European Space Observatory's Very Large Telescope finds what's left of the universe's first stars

·2-min read

Astronomers have discovered the remains of the very first stars in the universe.

The European Space Observatory's Very Large Telescope was used to pick out a distant trio of gas clouds, with a chemical composition matching what is believed to have made up star-killing explosions known as supernovae.

The leftovers are from ancient stars that first appeared 13.5 billion years ago - and while they were up to hundreds of times larger than our galaxy's sun, they contained nothing but hydrogen and helium.

But when they died, the blasts released additional elements such as magnesium, carbon and oxygen, enriching the surrounding gas from where later generations of stars would be born.
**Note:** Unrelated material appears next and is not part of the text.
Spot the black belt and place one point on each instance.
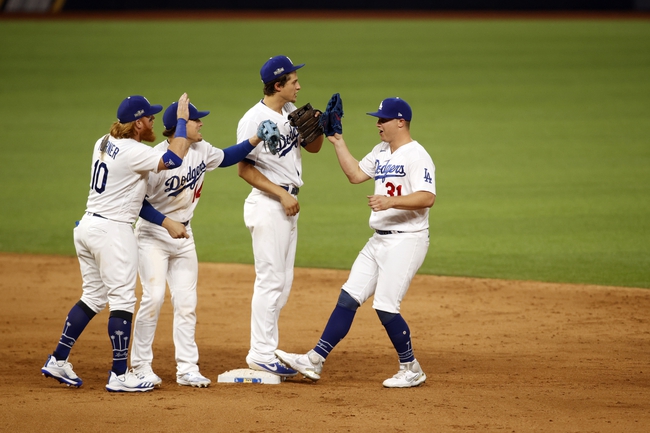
(387, 232)
(291, 190)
These later generation stars in turn ejected heavier elements when they died.

The explosions that killed the first stars, however, were not powerful enough to expel heavier elements like iron, contained at the very core of a star - and this point of difference gave astronomers useful criteria for searching for their remains.

To search for the telltale sign of these very first stars, they looked for distant gas clouds poor in iron but rich in other elements like carbon and oxygen.

This is what led to the discovery of the three faraway clouds using data from the observatory's telescope in Chile.

Astronomers used light beacons known as quasars to study them - incredibly bright sources of light powered by supermassive black holes at the centres of faraway galaxies.

As light from a quasar travels through the universe, it passes through gas clouds and the chemical elements within leave different imprints - letting researchers see what the composition is.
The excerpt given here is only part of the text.